The training data set includes input prompts and output completions or labels in complete fine tuning. During supervised learning, the large language model’s weights are updated. Contary to prompt tuning the large language model’s weights are fixed, and the underlying model is not changed. Instead, to improve the model’s completion of the prompt, the embedding vectors of the soft prompt are changed over time.

Given that only a small number of parameters are being leanred, prompt tuning is a relatively parameter-efficient method compared to the millions to billions of parameters used for full fine tuning, as we observed with LoRA.

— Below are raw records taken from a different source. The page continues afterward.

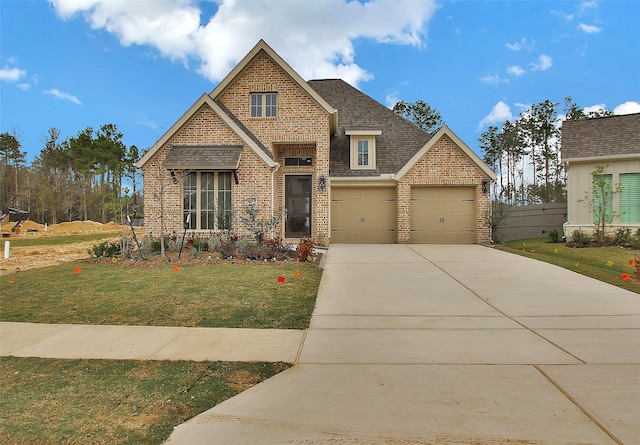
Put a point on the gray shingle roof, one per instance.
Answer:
(601, 137)
(203, 158)
(399, 141)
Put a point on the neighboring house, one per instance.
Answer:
(321, 158)
(611, 142)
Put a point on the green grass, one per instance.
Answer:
(45, 401)
(59, 239)
(606, 264)
(210, 295)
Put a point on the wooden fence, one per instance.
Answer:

For each job, you can train a separate set of soft prompts, and when it comes time for inference, you can switch them out. For one job, you can teach one set of soft prompts, and another set for a different task. To move to another task, you just modify the soft prompt. To utilise them for inference, you prepend your input prompt with the learnt tokens. Since soft prompts take up very little space on disc, this type of fine tweaking is very effective and versatile. You’ll see that the LLM is the same for all tasks; all you have to do is change the soft prompts when it comes time for inference. So how effective is prompt tuning? Brian Lester and colleagues at Google looked at this in the original paper.

For a variety of model sizes, the authors contrasted prompt tuning with a few alternative techniques. You can see the Model size on the X axis and the SuperGLUE score on the Y axis in this paper’s figure. This is the evaluation benchmark that grades use to evaluate performance on a variety of different language tasks, as you learned about earlier this week. The results of models that underwent exhaustive fine tuning on a single job are represented by the red line. The score for models developed utilising multitask fine tuning is represented by the orange line. The performance of prompt tuning is displayed on the green line, while only scores for prompt engineering are displayed on the blue line.

As you can see, prompt tuning is less effective for smaller LLMs than full fine tuning. However, prompt tuning’s effectiveness decreases with model size. Additionally, prompt tuning, which provides a considerable performance improvement over prompt engineering alone, can be just as successful as full fine tuning once models have around 10 billion parameters. The interpretability of learned virtual tokens is one potential problem to take into account. Please keep this in mind as the soft prompt tokens might have any value in the continuous embedding vector space. No known token, word, or phrase in the LLM’s vocabulary corresponds to the training tokens.

However, a closer look at the tokens that are closest to the soft prompt location reveals that they organise into compact semantic clusters. In other words, the words with meanings most comparable to the soft prompt tokens are nearest to them. The fact that the words are frequently tied to the activity in some way suggests that the prompts are teaching word-like representations. In this session, you looked at two PEFT techniques, including LoRA, which effectively updates the model parameters using rank decomposition matrices. Additionally, prompt tuning adds trainable tokens while leaving the model weights alone.

Both techniques let you fine-tune models with the ability to do your jobs more effectively while utilising a lot less computing power than full fine-tuning techniques. Due to its performance being on par with full fine tuning for a wide range of jobs and data sets, LoRA is widely employed in practise.

5 Acknowledgements

I’d like to express my thanks to the wonderful Generative AI with Large Language Models Course by DeepLearning.ai and AWS - which i completed, and acknowledge the use of some images and other materials from the course in this article.